Wrentham Resident Receives National Scouting Award

By Grace Allen
David Paulson of Wrentham was recently honored by the Boy Scouts of America’s Narragansett Council with the National Outstanding Eagle Scout Award (NOESA). The award was bestowed at a ceremony held on April 30 at Rhodes on the Pawtuxet in Cranston, RI. 


The award recognizes notable Eagle Scouts who have distinguished themselves in their careers at the local, state, or regional level.
Paulson, 40, achieved his Eagle rank in 1999 from Troop 40 in Taunton, where he grew up. He is now a senior wildlife biologist for the Commonwealth of Massachusetts, leading the wildlife unit at the state’s Department of Transportation Highway Division. He focuses on conservation and policy for rare species.
He’s also on Wrentham’s Open Space Committee. 
Scouting, says Paulson, gave him a deep appreciation for the outdoors, nature, and conservation. 
“Scouting has been a big part of my life, from Tiger Cubs through high school and Eagle rank,” he explained. “Those were formative years and I learned leadership skills, civic duty, and responsibility, values that have resonated throughout my life.”
Paulson has a B.S. in Biology from Framingham State and an M.S. in Wildlife Conservation from UMass. 
He has stayed involved in Scouting, giving back to the program that he says gave him so much. He’s on the Narragansett Council Executive Board and is a member of the Camp Norse Alumni Association. 

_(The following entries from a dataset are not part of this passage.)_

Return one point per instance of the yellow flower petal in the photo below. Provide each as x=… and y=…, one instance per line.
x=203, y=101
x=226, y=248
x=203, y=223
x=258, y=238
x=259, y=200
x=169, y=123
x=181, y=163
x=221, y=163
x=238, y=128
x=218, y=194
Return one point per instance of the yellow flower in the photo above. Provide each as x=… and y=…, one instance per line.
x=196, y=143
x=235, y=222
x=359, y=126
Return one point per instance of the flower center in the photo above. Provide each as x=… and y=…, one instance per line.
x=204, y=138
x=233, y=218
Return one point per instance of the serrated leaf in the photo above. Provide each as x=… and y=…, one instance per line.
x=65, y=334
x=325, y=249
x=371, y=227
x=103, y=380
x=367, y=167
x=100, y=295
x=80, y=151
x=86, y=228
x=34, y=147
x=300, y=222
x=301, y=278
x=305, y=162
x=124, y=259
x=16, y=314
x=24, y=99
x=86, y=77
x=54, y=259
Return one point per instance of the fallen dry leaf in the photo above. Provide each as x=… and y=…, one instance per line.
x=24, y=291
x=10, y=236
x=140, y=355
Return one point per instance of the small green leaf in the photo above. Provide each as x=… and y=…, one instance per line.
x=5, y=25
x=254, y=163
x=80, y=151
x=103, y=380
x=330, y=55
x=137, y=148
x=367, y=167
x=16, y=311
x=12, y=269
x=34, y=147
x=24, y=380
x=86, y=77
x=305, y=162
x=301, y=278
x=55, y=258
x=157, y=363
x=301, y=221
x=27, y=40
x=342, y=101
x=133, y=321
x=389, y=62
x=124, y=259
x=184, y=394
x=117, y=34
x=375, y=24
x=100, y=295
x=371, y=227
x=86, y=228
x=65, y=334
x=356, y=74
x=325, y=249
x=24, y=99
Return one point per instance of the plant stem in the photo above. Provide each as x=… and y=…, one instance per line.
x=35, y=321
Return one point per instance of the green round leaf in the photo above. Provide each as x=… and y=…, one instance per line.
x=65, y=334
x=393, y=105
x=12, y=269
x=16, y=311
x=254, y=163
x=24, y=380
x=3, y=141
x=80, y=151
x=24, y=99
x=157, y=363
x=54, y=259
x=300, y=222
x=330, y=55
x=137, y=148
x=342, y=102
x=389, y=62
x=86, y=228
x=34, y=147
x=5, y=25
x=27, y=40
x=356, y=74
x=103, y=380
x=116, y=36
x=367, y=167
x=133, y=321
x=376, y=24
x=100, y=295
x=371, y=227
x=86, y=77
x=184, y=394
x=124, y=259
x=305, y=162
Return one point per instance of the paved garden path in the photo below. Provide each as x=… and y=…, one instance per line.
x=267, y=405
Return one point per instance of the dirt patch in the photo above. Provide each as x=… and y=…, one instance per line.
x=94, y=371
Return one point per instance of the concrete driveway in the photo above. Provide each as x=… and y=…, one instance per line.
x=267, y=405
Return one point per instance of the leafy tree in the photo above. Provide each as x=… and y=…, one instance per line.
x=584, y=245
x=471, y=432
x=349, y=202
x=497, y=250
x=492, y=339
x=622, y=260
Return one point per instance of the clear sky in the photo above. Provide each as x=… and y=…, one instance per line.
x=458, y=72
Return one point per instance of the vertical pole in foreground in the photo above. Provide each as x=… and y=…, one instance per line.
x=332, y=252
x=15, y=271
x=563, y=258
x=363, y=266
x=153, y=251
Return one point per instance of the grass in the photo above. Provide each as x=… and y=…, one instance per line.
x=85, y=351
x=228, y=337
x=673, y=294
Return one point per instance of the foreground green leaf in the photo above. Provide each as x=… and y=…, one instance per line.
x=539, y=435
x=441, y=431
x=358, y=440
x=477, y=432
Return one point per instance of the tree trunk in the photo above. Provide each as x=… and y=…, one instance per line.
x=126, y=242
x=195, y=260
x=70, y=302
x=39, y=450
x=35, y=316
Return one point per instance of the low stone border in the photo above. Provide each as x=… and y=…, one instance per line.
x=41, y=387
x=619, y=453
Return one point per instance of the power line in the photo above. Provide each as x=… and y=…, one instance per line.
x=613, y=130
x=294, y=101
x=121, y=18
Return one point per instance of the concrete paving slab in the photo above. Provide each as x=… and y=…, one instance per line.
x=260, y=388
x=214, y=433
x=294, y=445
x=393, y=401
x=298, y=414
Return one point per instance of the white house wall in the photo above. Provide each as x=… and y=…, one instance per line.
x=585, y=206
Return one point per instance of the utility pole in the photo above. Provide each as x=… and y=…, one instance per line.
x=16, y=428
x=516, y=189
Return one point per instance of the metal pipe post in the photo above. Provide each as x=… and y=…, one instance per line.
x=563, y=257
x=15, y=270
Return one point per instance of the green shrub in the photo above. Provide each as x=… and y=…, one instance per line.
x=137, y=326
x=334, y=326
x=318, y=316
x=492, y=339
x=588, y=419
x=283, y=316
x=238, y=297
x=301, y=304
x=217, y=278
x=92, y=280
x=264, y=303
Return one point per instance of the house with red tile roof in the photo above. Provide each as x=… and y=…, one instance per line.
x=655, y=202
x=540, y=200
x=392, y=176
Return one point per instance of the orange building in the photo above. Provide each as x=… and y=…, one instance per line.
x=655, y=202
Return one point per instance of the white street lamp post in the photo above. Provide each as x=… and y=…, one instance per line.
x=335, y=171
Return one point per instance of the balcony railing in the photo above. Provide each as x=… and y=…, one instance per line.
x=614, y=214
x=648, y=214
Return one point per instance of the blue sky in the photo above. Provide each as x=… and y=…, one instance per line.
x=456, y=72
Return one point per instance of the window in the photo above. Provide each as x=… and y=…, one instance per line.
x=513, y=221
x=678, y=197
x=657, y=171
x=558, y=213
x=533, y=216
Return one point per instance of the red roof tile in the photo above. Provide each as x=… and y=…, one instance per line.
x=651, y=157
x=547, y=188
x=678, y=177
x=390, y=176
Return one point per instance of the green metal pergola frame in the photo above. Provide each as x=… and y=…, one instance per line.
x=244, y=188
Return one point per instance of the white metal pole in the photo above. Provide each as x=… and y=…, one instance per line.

A Wrentham resident since 2011, Paulson points out that Scouting in Wrentham is a very strong program, providing opportunities for youth to get involved and better the community through volunteer work and civic projects.
He notes that his own Eagle Scout project—he rehabbed the Arthur Cleveland Bent Memorial cabin in Taunton—touches on his work today. Arthur Cleveland Bent was an ornithologist who authored the encyclopedic “Life Histories of North American Birds.” Little did Paulson know that one day he too would base his career on wildlife, mirroring Bent’s own passion for nature.
“It’s kind of funny now, going from being an Eagle Scout choosing that project, because it was outdoors and that really resonated with me, to now appreciating Bent’s work and the impact it had on our knowledge of birds in Massachusetts,” said Paulson.
The NOESA award was established in 2010 as a way to acknowledge Eagle Scouts who demonstrate remarkable achievements beyond their Scouting accomplishments, and who inspire others through their actions. At the award ceremony, Paulson noted that while achieving Eagle Scout was a summit in his Scouting adventure, the NOESA is a testament to the enduring impact of the journey.
“Being able to give back as a leader, and to be acknowledged for that, is not something I ever expected,” he said. “My hope is that it helps inspire and support the next generation of Eagle Scouts, the future scientists and wildlife biologists. I can’t thank the program enough and I am humbled and honored to be recognized.”